According to the Farmer’s Almanac, celery needs three things to thrive: a long growing season, mostly cool weather, and a constant, unfailing water supply. So we’re like, “ding, ding, ding!” here in the Midwest–especially this year. Good thing I like celery as much as it likes the cool and damp : )
My suggestion? Buy plenty of that bumper celery crop and when you’ve had your fill of crudités and dip, and it’s raining yet again, make some of this comforting soup to take the chill off.

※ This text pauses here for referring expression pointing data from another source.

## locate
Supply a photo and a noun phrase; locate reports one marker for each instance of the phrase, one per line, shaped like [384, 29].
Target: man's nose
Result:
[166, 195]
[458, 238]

Nothing like the gelatinous glop that comes in cans labeled “Cream of Celery” this old-fashioned homemade potage has good flavor and tender texture. It’s very easy to make, only requiring that you chop your vegetables into small dice. If you use less liquid in the recipe, and a slightly larger dice, you can serve this as a side dish with chicken or fish. You can also make other creamed soups with the same base recipe, simply altering the sauté and simmer times according to the vegetable you are preparing. For example, broccoli or summer squash would require less time to cook than celery; carrot or potato, a bit more.
This soup is best served hot right after you prepare it. I’ve got a garden full of lovage—a celery-like herb with deep-green leaves, so I garnish bowlfuls of the soup with sprigs of that. If you don’t have any lovage hanging around, you can use a few tiny celery leaves as a garnish, or mince a bit of raw celery to sprinkle on top for color and a little crunch.
Note: I haven’t yet experimented with dairy-alternatives for this soup, using the butter, milk and cream that my vintage cookbooks recommend. But I’ll test again and let you know how it goes with non-dairy for the next go around.
Be well, stay warm, and eat more vegetable soup!
- 1/3 cup unsalted butter
- 2 small bunches of celery, ribs washed, root ends removed and discarded, and leaves discarded. Ribs sliced lengthwise into thin strips and finely chopped to make 2 ½ cups diced celery.
- 2 small cloves fresh garlic, minced to make ½ Tbsp
- 1 cup sweet onion, finely chopped
- ¼ cup water
- 1/3 cup flour
- 1 ½ cups chicken bone broth or chicken stock
- ¾ cup cream
- ¾ cup whole milk
- Salt and freshly-ground black pepper to taste
- Garnish: lovage or celery leaves, or one rib finely-diced celery
- In a heavy-bottomed sauté pan over medium heat, melt butter. Add finely chopped celery, minced garlic and onion. Sauté, stirring until vegetables begin to soften; about two minutes. Add ¼ cup water and cover pan. Cook another two minutes. Remove lid. Stir. Once vegetables are tender but not mushy, sift flour into the pan and stir for another minute. Stir in bone broth, cream and milk. Lower heat to medium low and stir until soup begins to thicken. Remove from heat. Season to taste with salt and pepper. To serve, ladle hot soup into bowls and garnish with celery leaves, lovage leaf sprigs, or, a bit of raw, minced celery.